A widely cited 2018 study found that in California races with ranked choice voting, more candidates of color participated, and more women of color won local elected office. The authors hypothesized that the RCV system encourages a more diverse array of candidates, since candidates don’t have to worry about splitting the vote with competitors of similar backgrounds so none of them win.
But springing a brand-new voting system on residents during a pandemic—in a mayoral election year—doesn’t sit well with some, especially those advocating on behalf of communities that are often left out of public outreach efforts.
“When it became apparent that the Covid-19 pandemic would constrain its ability to enable a ‘robust voter education plan’ for this new and complex system, the city should have accelerated the pace of its efforts to execute its public outreach plan,” the City Council’s Black, Latino, and Asian Caucus said in a December statement. They argued that without adequate education, the system risks disenfranchising residents of color, seniors, and people who speak limited English. Several caucus members were among those that filed a complaint with the New York Supreme Court.
Despite the criticism, the Supreme Court refused to nix ranked choice voting for the special election in the 24th District. Meanwhile, several stakeholders in that election also voiced their support for RCV.
“If immigrants can handle the challenges they face on a daily basis, like operating in their second or third language, navigating government bureaucracies, or even learning to vote the traditional way in their non-native country, we are confident they will be able to rank their preferences in an RCV election, just like everyone else,” advocates from Jackson Heights-based Chhaya and the Chinese-American Planning Council wrote in an op-ed in the Queens Daily Eagle. In January, Chhaya and other community groups were out in the streets and online educating residents in eastern Queens about the new voting process.
The 24th District election could have led to the City Council having its first South Asian member. But that seems unlikely to happen at this point. There were complicating factors on top of the pandemic, including low turnout and the election date falling during a major snowstorm.

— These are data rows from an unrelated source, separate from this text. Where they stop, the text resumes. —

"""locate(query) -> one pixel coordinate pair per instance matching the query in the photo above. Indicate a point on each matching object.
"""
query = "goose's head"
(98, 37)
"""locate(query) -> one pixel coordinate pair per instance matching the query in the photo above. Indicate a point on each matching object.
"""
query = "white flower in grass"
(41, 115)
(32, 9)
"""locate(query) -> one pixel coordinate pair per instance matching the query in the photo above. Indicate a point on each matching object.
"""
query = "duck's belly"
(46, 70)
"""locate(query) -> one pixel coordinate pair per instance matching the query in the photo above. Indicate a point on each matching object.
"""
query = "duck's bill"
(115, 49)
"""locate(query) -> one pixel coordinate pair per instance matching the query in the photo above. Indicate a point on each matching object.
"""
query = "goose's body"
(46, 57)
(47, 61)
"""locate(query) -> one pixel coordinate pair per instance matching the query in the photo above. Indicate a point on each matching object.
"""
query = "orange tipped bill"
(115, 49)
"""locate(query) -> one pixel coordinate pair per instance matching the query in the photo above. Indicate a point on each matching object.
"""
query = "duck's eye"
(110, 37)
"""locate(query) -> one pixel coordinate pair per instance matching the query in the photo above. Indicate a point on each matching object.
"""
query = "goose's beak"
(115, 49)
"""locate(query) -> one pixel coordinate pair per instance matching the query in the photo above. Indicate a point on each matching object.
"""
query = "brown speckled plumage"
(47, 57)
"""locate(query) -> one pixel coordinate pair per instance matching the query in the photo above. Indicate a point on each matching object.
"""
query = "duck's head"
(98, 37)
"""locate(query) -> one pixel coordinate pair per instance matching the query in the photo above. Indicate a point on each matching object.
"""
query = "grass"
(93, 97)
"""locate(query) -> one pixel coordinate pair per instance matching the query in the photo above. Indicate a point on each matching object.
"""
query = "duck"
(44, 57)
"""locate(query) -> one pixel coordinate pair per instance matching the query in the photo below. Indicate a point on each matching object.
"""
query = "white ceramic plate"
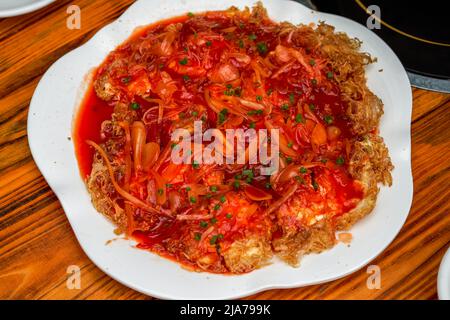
(443, 281)
(50, 123)
(10, 8)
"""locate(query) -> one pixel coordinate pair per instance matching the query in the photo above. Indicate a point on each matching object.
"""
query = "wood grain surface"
(37, 244)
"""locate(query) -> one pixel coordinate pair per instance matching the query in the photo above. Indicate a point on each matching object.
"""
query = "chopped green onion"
(328, 119)
(213, 240)
(299, 118)
(183, 61)
(262, 47)
(340, 161)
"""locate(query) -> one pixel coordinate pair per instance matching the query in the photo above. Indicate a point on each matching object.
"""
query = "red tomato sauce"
(289, 90)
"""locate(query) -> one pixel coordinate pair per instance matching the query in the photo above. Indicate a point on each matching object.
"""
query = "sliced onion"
(138, 137)
(150, 154)
(319, 135)
(135, 201)
(283, 199)
(161, 195)
(256, 194)
(333, 133)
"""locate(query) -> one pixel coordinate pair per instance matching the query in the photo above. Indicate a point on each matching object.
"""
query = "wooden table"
(37, 244)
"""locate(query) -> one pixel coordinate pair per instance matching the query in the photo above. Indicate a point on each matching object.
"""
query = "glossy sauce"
(94, 111)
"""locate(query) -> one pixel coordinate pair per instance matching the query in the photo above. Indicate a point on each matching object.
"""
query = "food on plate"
(233, 69)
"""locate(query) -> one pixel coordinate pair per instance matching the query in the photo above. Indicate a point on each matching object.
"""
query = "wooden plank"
(37, 243)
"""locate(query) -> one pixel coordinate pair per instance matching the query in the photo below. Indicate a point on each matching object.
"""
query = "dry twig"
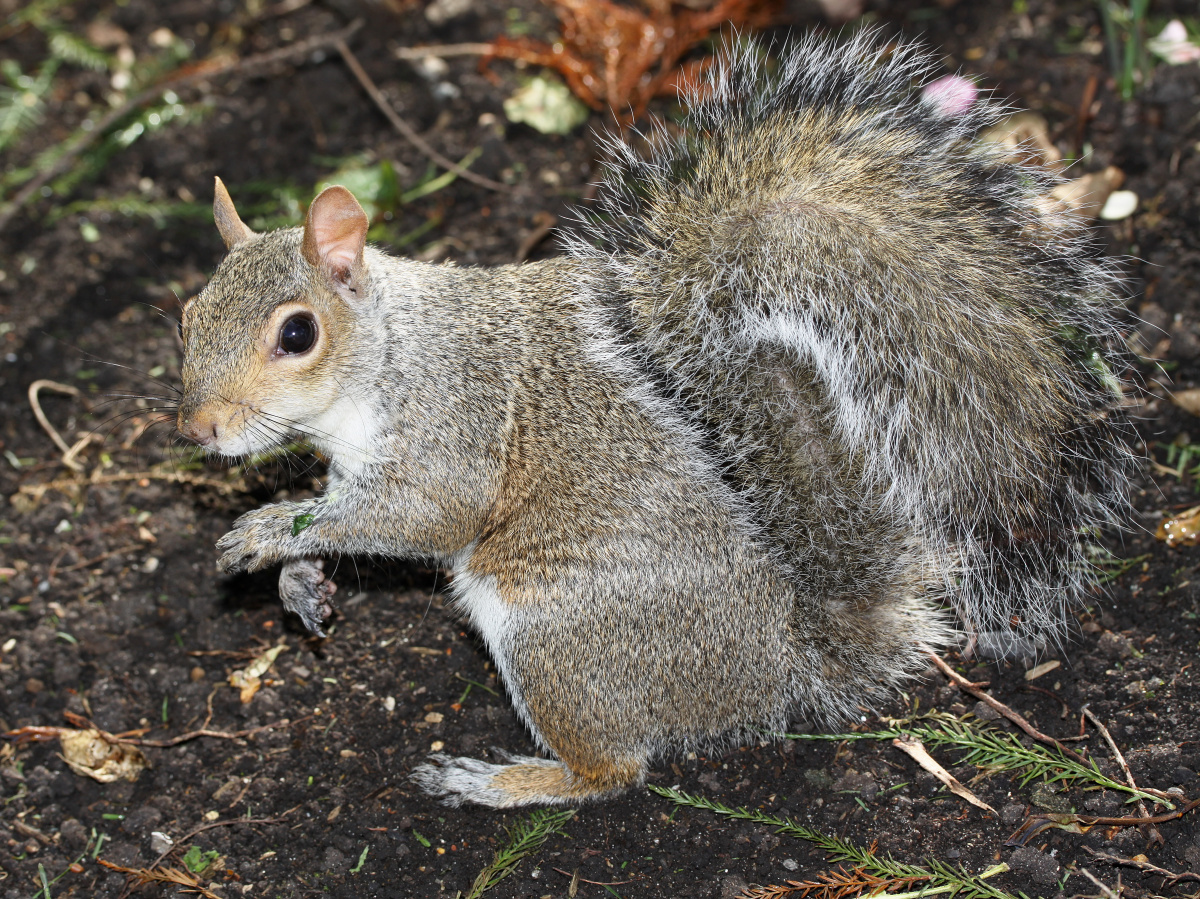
(1105, 891)
(1143, 865)
(1012, 715)
(162, 875)
(69, 453)
(1151, 832)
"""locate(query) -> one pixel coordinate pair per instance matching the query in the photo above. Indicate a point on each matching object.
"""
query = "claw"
(305, 591)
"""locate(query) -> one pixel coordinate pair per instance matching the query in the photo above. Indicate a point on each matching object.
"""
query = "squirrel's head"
(268, 347)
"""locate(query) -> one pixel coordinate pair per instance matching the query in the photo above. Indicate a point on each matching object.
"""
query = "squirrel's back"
(862, 309)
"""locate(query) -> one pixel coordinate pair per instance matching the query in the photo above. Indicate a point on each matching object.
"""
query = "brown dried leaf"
(99, 756)
(1187, 400)
(1182, 529)
(1026, 138)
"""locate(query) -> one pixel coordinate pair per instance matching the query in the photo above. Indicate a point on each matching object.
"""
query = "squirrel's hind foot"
(522, 780)
(305, 591)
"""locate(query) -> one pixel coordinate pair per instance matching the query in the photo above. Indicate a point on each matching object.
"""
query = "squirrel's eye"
(298, 334)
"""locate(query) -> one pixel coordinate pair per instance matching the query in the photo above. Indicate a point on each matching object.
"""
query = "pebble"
(1037, 865)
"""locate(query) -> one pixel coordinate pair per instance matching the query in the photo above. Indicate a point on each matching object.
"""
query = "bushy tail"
(863, 310)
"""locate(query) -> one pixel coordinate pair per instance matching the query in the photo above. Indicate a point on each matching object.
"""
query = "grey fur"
(813, 369)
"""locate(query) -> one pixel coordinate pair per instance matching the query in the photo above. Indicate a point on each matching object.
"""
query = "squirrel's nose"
(197, 429)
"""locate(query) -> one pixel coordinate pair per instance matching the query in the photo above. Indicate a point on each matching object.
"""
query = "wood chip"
(916, 749)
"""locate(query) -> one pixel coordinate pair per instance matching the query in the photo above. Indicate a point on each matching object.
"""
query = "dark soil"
(112, 606)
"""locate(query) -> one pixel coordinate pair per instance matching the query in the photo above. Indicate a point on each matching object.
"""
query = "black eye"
(298, 335)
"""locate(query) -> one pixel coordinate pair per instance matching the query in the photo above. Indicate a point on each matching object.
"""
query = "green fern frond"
(73, 49)
(526, 837)
(993, 750)
(937, 877)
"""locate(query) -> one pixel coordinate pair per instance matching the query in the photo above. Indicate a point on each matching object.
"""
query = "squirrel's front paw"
(305, 591)
(257, 540)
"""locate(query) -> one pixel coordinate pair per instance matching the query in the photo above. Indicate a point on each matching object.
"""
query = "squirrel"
(815, 389)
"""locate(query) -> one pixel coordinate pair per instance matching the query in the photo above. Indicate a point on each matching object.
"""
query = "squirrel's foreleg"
(525, 780)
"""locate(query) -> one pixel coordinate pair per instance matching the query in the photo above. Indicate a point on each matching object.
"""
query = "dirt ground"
(111, 606)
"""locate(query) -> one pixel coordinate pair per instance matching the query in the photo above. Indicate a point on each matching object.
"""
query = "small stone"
(984, 712)
(334, 859)
(443, 11)
(160, 843)
(73, 833)
(1115, 646)
(1012, 814)
(1037, 865)
(819, 778)
(141, 821)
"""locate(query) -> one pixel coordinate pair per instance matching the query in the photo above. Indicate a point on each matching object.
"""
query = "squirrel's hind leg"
(522, 780)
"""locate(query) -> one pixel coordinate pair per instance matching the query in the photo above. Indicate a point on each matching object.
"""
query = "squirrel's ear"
(335, 232)
(233, 229)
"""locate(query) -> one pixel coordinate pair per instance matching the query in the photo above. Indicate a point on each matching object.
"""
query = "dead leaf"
(1045, 667)
(1026, 138)
(1037, 823)
(100, 756)
(916, 749)
(1187, 400)
(1086, 195)
(250, 678)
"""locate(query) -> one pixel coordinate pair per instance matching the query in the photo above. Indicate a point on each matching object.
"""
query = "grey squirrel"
(813, 372)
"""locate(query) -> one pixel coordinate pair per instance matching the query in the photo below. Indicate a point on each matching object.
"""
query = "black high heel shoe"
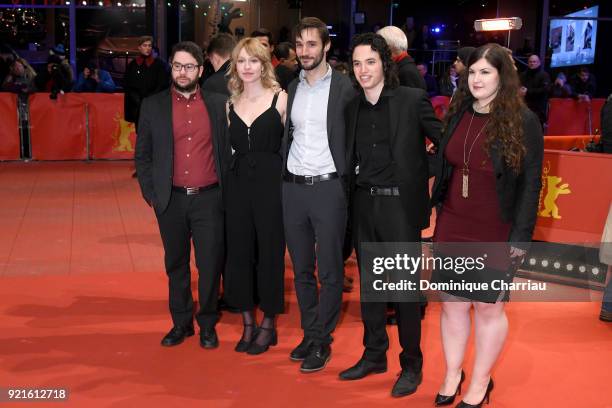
(243, 345)
(442, 400)
(486, 397)
(255, 348)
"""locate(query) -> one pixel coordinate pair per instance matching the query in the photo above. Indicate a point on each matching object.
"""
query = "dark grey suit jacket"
(411, 119)
(154, 153)
(340, 93)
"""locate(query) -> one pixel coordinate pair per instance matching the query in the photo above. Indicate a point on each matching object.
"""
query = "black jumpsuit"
(254, 219)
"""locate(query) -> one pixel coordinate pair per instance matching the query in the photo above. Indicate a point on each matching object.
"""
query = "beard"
(189, 87)
(315, 63)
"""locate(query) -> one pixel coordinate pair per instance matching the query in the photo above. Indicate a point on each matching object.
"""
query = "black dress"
(254, 219)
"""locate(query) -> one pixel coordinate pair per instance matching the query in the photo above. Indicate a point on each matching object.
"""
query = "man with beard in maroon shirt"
(179, 157)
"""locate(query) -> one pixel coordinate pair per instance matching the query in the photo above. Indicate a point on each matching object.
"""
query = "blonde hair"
(254, 48)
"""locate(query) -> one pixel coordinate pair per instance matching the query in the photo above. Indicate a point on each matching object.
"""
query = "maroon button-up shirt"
(194, 163)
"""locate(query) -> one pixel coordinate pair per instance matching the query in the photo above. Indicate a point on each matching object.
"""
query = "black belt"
(384, 191)
(309, 180)
(194, 190)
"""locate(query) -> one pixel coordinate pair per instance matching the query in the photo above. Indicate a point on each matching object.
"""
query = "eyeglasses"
(177, 66)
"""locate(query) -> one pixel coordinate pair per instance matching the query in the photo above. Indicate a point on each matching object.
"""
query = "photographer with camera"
(94, 79)
(57, 77)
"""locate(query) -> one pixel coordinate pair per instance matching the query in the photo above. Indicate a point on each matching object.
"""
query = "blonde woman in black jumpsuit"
(255, 238)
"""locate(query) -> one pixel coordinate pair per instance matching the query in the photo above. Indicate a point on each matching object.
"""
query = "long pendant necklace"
(465, 172)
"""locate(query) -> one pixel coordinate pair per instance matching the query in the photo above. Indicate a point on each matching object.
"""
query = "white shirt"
(309, 154)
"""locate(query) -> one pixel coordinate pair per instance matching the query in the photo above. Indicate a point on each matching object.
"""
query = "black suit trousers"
(199, 218)
(383, 219)
(315, 222)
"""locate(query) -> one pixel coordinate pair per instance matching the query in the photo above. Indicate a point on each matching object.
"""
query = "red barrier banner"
(111, 137)
(9, 127)
(569, 142)
(440, 105)
(58, 127)
(575, 197)
(571, 117)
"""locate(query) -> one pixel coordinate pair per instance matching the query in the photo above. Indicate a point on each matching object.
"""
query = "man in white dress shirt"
(314, 200)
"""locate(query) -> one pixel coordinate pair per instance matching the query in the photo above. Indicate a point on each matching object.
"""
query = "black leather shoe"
(317, 359)
(407, 383)
(486, 398)
(243, 345)
(301, 351)
(177, 335)
(362, 369)
(208, 338)
(442, 400)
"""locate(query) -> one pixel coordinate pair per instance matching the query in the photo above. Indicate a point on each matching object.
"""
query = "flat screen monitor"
(573, 41)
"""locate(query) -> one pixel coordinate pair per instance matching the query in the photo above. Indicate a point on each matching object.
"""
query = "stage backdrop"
(111, 136)
(58, 128)
(9, 127)
(575, 197)
(571, 117)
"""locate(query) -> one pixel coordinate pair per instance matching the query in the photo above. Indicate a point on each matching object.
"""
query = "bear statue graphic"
(554, 191)
(121, 134)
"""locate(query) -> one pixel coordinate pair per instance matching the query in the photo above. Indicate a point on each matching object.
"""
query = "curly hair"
(254, 48)
(505, 122)
(379, 45)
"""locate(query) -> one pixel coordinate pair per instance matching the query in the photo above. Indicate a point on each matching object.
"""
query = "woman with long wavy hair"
(487, 188)
(255, 239)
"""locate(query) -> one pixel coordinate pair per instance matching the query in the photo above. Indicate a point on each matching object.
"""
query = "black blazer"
(518, 195)
(411, 119)
(340, 93)
(154, 155)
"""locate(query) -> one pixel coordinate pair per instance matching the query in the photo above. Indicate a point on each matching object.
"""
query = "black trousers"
(315, 221)
(383, 219)
(255, 238)
(199, 218)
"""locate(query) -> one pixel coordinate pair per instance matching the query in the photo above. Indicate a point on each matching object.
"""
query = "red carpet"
(84, 306)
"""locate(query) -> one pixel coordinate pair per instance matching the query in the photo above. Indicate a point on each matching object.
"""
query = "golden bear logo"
(121, 135)
(554, 191)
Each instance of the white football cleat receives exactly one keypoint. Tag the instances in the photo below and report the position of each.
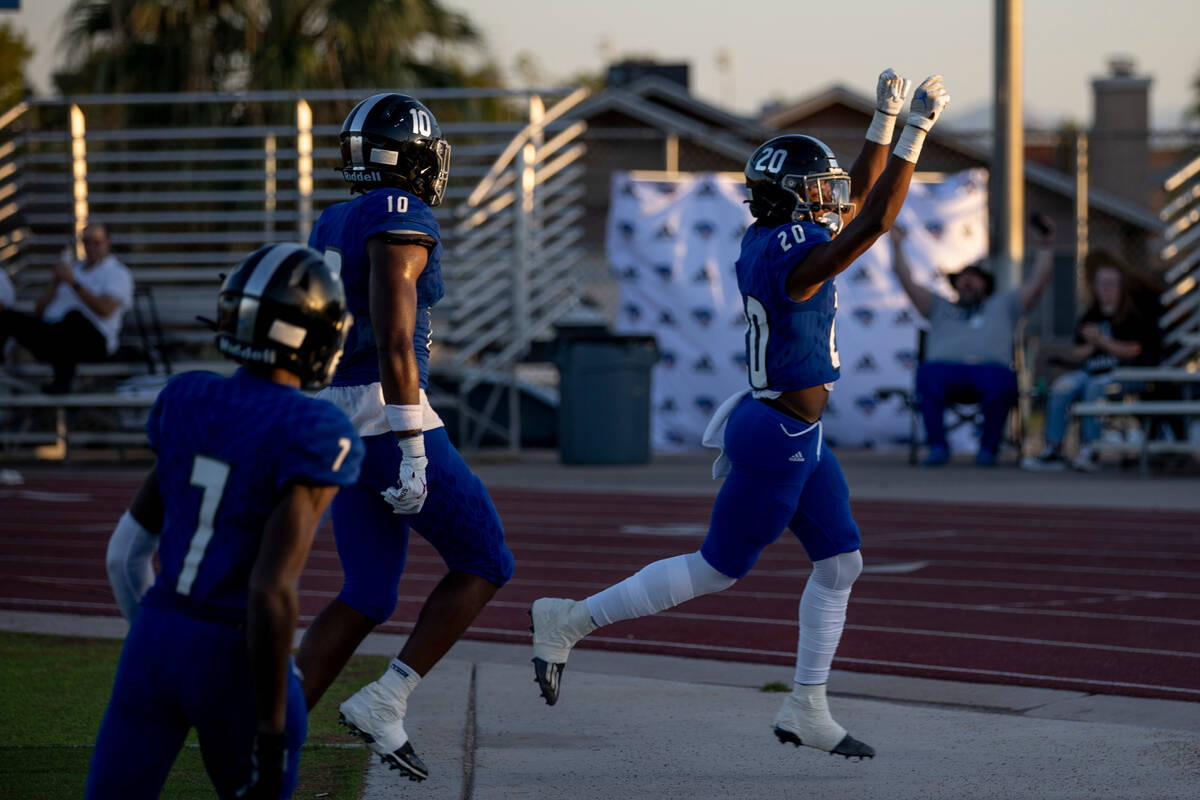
(804, 719)
(377, 716)
(557, 625)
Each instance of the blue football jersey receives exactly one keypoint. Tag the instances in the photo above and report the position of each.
(228, 449)
(789, 344)
(341, 234)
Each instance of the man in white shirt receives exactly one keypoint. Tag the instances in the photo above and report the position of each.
(79, 316)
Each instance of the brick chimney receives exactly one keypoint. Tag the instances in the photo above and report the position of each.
(1120, 139)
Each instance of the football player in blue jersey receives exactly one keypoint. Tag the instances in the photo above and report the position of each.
(811, 221)
(245, 468)
(388, 247)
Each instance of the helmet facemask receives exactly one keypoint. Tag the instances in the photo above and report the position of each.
(821, 198)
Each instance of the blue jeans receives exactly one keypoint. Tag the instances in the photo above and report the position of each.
(942, 383)
(1072, 388)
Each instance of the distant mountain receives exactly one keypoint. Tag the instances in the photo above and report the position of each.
(978, 119)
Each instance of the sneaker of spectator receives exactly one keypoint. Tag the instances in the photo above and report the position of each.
(1050, 461)
(937, 456)
(1087, 461)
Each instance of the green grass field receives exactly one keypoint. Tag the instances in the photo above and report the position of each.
(53, 693)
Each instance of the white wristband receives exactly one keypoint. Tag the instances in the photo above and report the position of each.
(912, 138)
(882, 125)
(413, 446)
(405, 417)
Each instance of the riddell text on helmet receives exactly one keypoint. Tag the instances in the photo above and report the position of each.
(245, 353)
(355, 175)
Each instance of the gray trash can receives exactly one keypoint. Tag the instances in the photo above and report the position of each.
(604, 413)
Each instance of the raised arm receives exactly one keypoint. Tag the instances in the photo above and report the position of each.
(889, 95)
(1043, 264)
(922, 298)
(882, 204)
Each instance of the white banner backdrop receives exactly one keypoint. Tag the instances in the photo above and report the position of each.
(672, 246)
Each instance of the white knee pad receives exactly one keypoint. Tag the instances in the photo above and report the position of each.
(839, 571)
(823, 614)
(657, 587)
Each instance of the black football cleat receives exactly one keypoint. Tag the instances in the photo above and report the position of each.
(849, 746)
(549, 678)
(403, 758)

“There are 66,000 of us in Queens….And we don’t have representation,” said Moumita Ahmed, a Bangladeshi American and a prominent City Council candidate in the 24th District, in a Gothamist interview. “Ranked choice voting is literally the only way our voices can matter, can be heard.”
WHAT CAN WE DO?
- Learn about ranked choice voting and talk to family and friends to make sure they know how it works. The city’s finance board explains RCV, with information in English, Spanish, Chinese, Korean, and Bengali.
- For those of us who are voters, start researching candidates for the November 2 City Council, District Attorney, Mayor, and other races, many of which will be effectively decided in the June primaries. Early voting for the primaries begins on Saturday, June 12. Registration must be completed by May 28, and absentee ballots must be requested by June 15.
- Listen to Jagpreet Singh, lead organizer at Chhaya CDC, discuss RCV on a recent WNYC Brian Lehrer Show.